Thanksgiving usually is a celebration of gratitude and feasting in the tradition of the Pilgrims. But that satisfactory sense of plenty may not resonate with Americans this year, considering the current economic problems.
And, in truth, that satisfaction certainly was not shared by the Pilgrims at that “First Thanksgiving.” Like many Americans today, they were feeling some discontent and desperation.
When the Pilgrims landed in North America during 1620, they brought with them the strong entrepreneurial spirit that is an important part of the United States’ economic and cultural consciousness. Entrepreneurship still is the foundational rock of capitalism, just as solid as the famed Plymouth Rock. And in today’s challenging economy, we should take a lesson from our Pilgrim legacy.

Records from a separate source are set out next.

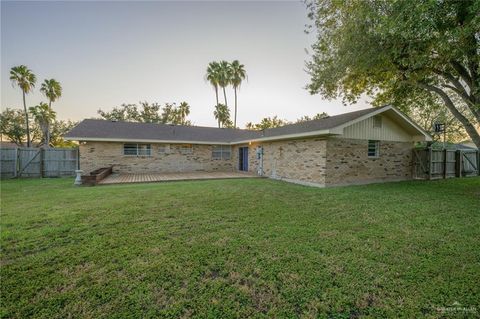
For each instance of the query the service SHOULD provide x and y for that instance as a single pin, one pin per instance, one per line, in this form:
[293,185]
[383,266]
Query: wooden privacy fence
[38,162]
[435,164]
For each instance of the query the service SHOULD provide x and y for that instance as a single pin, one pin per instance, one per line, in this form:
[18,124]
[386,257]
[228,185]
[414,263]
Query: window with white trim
[163,148]
[377,121]
[137,149]
[186,149]
[221,152]
[373,148]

Although Jamestown was settled during 1607 for profiteering purposes, the Pilgrims’ Plymouth Colony really was the start of America. The Mayflower carried families of religious dissenters, the ship’s crew, planters, workers and servants. To embark on such a journey, they all had to have some sense of adventure, a tolerance for risk and a calling to create something new, all of which are entrepreneurial traits.

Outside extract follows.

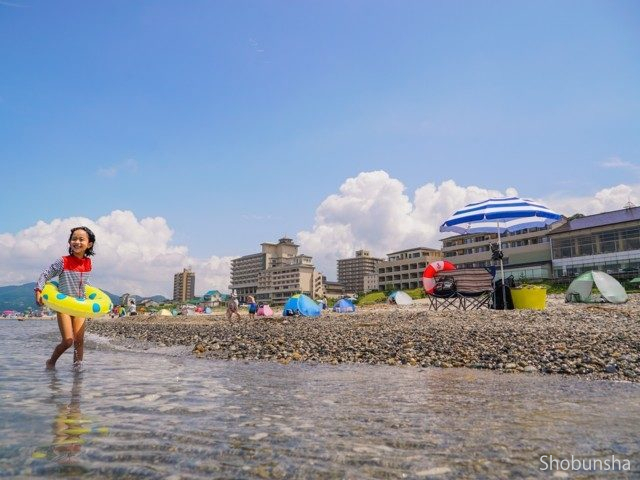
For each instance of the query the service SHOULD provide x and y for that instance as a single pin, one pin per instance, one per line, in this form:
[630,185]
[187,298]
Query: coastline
[596,341]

New World venture capital was difficult to obtain, much like credit is today in the wake of the financial crisis. To fund their enterprise, the Pilgrims entered into a partnership with English investors. They accepted a high credit interest rate: a seven-year contract, at the end of which all lands and profits would be split evenly between the investors and the colonists.
To achieve their strategic objective, the inventive Pilgrims used skills that are valued today. For example, in a survey conducted by The Boston Consulting Group last year, businesses said that innovation is one of their top three priorities; 40 percent said it’s their first priority.

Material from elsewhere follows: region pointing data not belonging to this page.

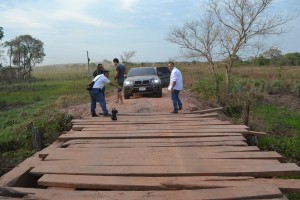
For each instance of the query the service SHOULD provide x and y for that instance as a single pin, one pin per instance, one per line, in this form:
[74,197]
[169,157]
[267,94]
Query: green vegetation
[38,103]
[24,105]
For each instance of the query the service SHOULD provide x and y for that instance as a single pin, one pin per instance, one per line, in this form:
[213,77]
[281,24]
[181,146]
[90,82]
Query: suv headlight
[128,83]
[156,81]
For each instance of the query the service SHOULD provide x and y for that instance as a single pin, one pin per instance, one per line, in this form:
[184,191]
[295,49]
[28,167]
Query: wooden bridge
[157,156]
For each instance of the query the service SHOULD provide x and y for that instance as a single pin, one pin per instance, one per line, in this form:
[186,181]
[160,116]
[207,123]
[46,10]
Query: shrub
[277,87]
[296,89]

The first winter in the Plymouth Colony was hard, and more than half of the Pilgrims perished. They continued to face meager harvests and hunger, rescued only by long-awaited supply ships from England. Part of the difficulty was that the equalization-of-assets policy created conflict and dulled the motivation to work.
When Gov. William Bradford authorized privatization during 1623, each family received its own portion of corn and land and became its own business concern. The result was increased corn harvests and more general success for the colony.
The Pilgrims demonstrated that entrepreneurial expertise produces results. Today, more than 54 percent of Fortune 500 companies list entrepreneurial skills as a valuable attribute for new recruits, according to the Zell Lurie Institute. Some things just don’t change.
There is a need for entrepreneurs at this moment in U.S. history, and they require solid financial knowledge and skills to develop successful businesses. We should utilize proven financial education programs to inspire America’s future entrepreneurs to effective action. Then they can be forces for positive change in the world, just as the Pilgrims were.
Barry Straub is project management principal of FedEx and chairman of Junior Achievement of Southern Colorado Inc.